Les monstres en dessous by Simon Boulerice

Les monstres en dessous by Simon Boulerice

Auteur:Simon Boulerice [Boulerice, Simon]
La langue: fra
Format: epub
ISBN: 9782764422465
Éditeur: Québec Amérique
Publié: 2016-04-10T04:00:00+00:00


Chapitre 7

— Tes vêtements sont tout propres.

Je sors le nez du goulot de la bouteille de parfum pouche-pouche de Monsieur IGA. Je referme le flacon et le dépose sur l’étagère à trésors. Je me retourne et vois ma mère dans l’embrasure de la porte.

— Merci.

Elle réajuste sa robe vert pomme qui a retroussé. Mais c’est naturel, chez elle, les vêtements qui retroussent. Tout retrousse sur elle, et c’est très bien ainsi. C’est peut-être une mère toute croche, mais c’est ainsi que je l’aime.

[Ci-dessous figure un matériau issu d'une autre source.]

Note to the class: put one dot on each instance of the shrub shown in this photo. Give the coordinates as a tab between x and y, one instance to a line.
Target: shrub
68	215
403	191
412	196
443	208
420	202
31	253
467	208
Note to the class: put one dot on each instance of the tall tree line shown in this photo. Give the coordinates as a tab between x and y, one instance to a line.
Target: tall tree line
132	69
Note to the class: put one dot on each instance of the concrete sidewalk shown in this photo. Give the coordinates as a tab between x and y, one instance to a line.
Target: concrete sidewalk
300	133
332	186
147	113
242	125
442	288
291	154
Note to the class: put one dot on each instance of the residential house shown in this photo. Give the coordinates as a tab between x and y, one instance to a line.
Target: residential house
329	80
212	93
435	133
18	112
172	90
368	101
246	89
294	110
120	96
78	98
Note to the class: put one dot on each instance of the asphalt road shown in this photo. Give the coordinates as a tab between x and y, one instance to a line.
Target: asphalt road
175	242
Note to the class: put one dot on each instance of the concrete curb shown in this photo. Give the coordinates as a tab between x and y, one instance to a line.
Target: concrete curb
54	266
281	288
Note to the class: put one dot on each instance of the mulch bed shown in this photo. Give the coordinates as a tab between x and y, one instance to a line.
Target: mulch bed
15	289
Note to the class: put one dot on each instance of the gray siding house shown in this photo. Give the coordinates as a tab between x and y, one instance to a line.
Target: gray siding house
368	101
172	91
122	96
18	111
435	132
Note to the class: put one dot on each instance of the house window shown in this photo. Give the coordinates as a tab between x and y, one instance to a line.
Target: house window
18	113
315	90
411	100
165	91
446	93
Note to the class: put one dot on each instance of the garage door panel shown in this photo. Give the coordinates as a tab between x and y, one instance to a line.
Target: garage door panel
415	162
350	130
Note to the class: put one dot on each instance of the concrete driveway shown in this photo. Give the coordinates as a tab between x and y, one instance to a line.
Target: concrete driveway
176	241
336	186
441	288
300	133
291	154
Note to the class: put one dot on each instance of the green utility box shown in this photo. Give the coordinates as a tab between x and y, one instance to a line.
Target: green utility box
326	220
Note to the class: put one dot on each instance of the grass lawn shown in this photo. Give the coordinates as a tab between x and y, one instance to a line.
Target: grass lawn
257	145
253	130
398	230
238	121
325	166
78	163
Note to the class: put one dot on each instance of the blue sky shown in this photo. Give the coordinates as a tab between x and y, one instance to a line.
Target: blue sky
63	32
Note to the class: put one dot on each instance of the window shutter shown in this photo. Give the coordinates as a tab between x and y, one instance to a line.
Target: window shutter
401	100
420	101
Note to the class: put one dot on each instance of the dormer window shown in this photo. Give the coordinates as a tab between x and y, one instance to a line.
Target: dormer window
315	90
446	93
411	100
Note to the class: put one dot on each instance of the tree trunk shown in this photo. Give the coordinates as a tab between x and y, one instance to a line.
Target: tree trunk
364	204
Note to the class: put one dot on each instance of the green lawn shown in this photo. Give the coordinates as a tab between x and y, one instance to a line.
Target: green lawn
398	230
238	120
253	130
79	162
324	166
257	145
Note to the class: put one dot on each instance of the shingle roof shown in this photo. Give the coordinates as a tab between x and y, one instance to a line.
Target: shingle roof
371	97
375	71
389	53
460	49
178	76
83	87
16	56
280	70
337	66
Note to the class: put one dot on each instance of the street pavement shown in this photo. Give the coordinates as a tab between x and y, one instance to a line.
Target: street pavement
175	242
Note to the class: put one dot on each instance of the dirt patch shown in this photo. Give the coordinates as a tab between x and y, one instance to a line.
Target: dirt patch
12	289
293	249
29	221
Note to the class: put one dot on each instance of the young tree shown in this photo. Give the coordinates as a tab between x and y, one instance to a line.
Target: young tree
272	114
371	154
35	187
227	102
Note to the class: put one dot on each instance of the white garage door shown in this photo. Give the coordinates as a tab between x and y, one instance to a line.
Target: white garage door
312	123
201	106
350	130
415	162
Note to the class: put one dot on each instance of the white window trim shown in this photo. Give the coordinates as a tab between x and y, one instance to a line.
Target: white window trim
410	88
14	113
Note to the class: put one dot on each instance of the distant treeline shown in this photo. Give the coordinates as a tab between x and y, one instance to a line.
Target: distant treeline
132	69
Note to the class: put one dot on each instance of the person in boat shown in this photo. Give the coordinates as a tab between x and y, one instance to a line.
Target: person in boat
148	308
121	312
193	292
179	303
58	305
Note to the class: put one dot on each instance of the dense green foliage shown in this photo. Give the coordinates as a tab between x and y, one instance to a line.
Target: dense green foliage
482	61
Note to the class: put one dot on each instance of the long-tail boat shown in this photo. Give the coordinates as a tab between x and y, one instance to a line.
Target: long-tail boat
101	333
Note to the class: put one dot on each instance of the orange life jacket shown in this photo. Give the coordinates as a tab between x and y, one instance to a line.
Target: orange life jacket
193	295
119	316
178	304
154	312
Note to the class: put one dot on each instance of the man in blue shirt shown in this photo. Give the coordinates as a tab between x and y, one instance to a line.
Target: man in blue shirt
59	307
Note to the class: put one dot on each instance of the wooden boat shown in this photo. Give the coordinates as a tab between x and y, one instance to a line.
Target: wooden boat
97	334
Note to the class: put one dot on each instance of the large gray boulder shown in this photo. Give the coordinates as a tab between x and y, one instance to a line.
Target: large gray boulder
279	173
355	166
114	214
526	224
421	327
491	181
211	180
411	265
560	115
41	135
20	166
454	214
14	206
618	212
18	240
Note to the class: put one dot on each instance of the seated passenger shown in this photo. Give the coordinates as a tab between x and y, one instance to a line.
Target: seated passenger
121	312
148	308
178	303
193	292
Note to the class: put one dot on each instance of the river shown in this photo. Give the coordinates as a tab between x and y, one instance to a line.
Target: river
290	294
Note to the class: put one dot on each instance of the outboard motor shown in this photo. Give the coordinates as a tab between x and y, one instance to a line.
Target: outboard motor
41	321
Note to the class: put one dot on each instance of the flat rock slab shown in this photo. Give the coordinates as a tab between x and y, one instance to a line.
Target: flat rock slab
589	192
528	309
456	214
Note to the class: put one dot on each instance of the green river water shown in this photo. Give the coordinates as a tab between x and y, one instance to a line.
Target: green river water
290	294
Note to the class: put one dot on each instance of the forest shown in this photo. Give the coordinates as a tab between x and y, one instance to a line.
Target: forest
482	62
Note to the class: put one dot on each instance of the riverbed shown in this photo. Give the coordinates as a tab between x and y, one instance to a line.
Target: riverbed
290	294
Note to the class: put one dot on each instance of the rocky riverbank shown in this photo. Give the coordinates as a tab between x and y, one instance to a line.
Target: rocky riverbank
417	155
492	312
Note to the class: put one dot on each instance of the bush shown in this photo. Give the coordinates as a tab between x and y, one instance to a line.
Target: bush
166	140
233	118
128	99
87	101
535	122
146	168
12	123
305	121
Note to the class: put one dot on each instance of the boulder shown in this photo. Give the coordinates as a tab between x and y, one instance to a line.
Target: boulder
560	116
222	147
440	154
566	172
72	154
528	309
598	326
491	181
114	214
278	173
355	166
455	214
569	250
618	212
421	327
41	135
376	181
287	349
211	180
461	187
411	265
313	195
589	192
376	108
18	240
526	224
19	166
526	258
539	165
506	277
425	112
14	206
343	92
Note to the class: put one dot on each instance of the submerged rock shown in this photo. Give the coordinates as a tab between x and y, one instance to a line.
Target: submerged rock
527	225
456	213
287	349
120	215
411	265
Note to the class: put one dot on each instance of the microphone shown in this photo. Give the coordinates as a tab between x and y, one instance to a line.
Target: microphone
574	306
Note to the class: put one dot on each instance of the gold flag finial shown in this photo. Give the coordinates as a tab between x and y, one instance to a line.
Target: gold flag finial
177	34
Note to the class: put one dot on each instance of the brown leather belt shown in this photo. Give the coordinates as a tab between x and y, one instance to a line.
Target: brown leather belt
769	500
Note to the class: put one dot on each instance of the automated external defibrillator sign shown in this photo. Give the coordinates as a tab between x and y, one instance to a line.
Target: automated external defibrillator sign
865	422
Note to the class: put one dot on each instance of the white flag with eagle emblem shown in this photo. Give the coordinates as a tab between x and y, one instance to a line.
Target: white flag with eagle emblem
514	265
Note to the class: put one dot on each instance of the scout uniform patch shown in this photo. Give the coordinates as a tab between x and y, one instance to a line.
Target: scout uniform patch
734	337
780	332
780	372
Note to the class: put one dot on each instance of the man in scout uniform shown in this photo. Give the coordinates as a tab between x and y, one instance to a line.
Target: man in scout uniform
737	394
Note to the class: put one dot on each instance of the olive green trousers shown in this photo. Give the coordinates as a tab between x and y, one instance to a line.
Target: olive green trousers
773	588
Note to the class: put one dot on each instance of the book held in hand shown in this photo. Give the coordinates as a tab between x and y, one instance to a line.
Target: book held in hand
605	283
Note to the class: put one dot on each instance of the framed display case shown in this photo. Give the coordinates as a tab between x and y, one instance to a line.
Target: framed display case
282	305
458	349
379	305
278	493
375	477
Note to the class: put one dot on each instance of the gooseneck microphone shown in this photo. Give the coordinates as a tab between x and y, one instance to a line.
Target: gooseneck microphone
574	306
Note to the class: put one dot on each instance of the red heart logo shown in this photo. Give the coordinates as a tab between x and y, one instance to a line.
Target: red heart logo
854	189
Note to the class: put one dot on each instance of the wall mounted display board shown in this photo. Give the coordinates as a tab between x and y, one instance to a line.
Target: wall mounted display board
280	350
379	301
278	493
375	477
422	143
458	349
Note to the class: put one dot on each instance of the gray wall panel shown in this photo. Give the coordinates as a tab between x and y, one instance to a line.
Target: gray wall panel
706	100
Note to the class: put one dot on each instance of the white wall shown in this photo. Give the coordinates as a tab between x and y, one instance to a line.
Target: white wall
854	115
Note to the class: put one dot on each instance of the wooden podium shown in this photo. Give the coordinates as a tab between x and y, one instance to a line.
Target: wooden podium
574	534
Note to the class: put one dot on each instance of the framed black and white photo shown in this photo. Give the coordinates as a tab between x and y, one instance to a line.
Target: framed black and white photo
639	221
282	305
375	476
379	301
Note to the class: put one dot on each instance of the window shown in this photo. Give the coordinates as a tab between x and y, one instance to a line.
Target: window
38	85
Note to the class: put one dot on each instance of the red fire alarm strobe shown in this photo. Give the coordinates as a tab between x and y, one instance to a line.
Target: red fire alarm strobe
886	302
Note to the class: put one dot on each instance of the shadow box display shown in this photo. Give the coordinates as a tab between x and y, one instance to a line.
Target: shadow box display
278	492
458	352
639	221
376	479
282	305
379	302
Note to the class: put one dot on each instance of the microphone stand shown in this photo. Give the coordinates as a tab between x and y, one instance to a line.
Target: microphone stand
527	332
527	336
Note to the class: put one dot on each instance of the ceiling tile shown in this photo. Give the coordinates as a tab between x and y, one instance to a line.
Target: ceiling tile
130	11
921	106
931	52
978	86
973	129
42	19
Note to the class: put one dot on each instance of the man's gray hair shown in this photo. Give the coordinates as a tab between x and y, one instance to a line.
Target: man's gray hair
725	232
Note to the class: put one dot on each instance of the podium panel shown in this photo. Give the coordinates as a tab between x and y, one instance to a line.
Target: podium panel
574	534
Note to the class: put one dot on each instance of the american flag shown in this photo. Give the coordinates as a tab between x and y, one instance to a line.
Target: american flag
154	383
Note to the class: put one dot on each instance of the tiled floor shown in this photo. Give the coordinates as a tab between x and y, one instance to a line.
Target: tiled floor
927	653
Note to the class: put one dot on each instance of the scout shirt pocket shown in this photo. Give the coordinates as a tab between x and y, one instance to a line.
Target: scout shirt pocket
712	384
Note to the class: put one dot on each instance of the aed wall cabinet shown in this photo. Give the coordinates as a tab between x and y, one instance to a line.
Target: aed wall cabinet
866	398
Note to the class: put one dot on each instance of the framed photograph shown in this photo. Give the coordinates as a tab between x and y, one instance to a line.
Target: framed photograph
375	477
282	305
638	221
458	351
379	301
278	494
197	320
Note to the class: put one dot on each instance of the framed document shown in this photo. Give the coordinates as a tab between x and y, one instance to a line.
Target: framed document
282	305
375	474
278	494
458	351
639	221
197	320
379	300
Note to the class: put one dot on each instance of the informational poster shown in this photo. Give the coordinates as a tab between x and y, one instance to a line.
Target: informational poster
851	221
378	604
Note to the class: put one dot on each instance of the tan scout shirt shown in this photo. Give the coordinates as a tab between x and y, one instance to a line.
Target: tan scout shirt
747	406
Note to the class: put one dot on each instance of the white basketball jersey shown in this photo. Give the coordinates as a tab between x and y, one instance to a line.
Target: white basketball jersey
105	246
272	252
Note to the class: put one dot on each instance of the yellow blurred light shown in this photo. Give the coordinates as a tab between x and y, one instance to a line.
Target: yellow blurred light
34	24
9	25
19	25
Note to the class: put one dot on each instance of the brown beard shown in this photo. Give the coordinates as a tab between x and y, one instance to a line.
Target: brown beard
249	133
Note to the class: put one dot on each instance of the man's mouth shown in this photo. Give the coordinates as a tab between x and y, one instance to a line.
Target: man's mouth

Ma mère toute croche tient dans ses bras la corbeille à linge propre. Les vêtements sont bien pliés, comme dans les magasins. Elle les dépose en quatre piles sur ma commode. Une pile de t-shirts, une de pantalons, une de bas et une de caleçons. Elle a fait sa partie, et la mienne n’est pas compliquée : il ne me reste qu’à tout ranger dans les tiroirs, selon l’ordre que j’ai personnellement décidé. Chaque fois que ma mère arrive avec les vêtements fraîchement lavés, je ne peux m’empêcher d’y plonger le nez. Je plonge donc le nez dans la pile de t-shirts. Ça sent l’assouplissant. Ça sent la sécheuse. Mais ça sent surtout le bon savon à lessive. Pas du savon à vaisselle. Non. Du vrai vrai vrai savon à lessive. Pendant que je range le tout dans mes tiroirs, ma mère flâne dans ma chambre.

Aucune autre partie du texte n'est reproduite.